L’EMA a finalisé la mise à jour des lignes directrices relatives aux informations requises pour la fabrication et le contrôle des substances actives utilisées dans les médicaments.
L’EMA avait publié la version précédente de ces lignes directrices en 2016. Elles remplaçaient deux guides très anciens : ‘Note for guidance on chemistry of new active substances’ (CPMP/QWP/130/96, Rev 1) (2004) et ‘Chemistry of active substances’ (3AQ5a)) (1987).
Le guide s’applique aux substances actives mises au point selon une approche «traditionnelle» ou «améliorée», telles que décrites dans les documents ICH Q8-11 et Q13 ou selon une combinaison de ces deux approches.
En 2022, l’agence a proposé de mettre à jour le texte à la suite de la découverte d’impuretés de type N-nitrosamine bien que les lignes directrices initiales couvraient déjà l’évaluation et le contrôle des impuretés mutagènes et potentiellement mutagènes.
La version finale des lignes directrices est globalement identique au projet soumis à consultation en 2024. Les modifications comprennent l’ajout d’un nouveau paragraphe d’introduction à une section consacrée aux impuretés. Dans ce nouveau paragraphe, l’EMA explique que les demandeurs doivent indiquer la dose quotidienne maximale, la voie d’administration et la durée du traitement envisagées pour la stratégie de contrôle et les spécifications de la substance active.

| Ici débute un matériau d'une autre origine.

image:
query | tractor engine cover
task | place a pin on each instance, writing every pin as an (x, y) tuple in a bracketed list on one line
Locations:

L’EMA a également révisé une sous-section consacrée au retraitement. Dans la version finale de la ligne directrice, l’EMA précise que tout retraitement doit être effectué conformément à l’ICH Q7 ou l’EU GMP Part II. « Si le retraitement est utilisé pour la majorité des lots, il doit être intégré au processus de fabrication standard », écrit l’EMA. « Les cas où un retraitement occasionnel est effectué doivent être clairement décrits dans le dossier et justifiés. Toute donnée à l’appui de cette justification doit être référencée ou présentée. »

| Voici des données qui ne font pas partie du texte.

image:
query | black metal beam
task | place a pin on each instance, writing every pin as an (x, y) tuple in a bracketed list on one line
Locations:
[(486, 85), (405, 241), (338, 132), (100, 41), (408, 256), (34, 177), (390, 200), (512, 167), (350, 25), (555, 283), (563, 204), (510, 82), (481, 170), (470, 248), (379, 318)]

Concernant la récupération de solvants, de réactifs, de produits intermédiaires ou de la substance active, celle-ci est considérée comme acceptable conformément à l’ICH Q7 ou à l’EU GMP Part II. Elle doit être clairement indiquée dans le schéma réactionnel, la description du procédé et/ou le diagramme de flux, là où les matières récupérées sont introduites dans le procédé.

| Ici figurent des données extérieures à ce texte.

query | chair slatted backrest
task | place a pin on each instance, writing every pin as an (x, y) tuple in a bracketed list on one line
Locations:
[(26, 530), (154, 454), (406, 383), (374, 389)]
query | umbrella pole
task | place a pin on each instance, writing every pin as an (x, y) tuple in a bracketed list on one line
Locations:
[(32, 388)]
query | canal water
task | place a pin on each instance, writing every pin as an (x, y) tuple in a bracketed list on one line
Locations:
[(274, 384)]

Dans l’ensemble, la version finale de la ligne directrice fournit à l’industrie davantage de recommandations sur les groupes d’impuretés préoccupantes, principalement les N-nitrosamines, ainsi que des orientations élargies sur les matières premières, la récupération et le retraitement.
L’entrée en application est prévue pour le 1er septembre.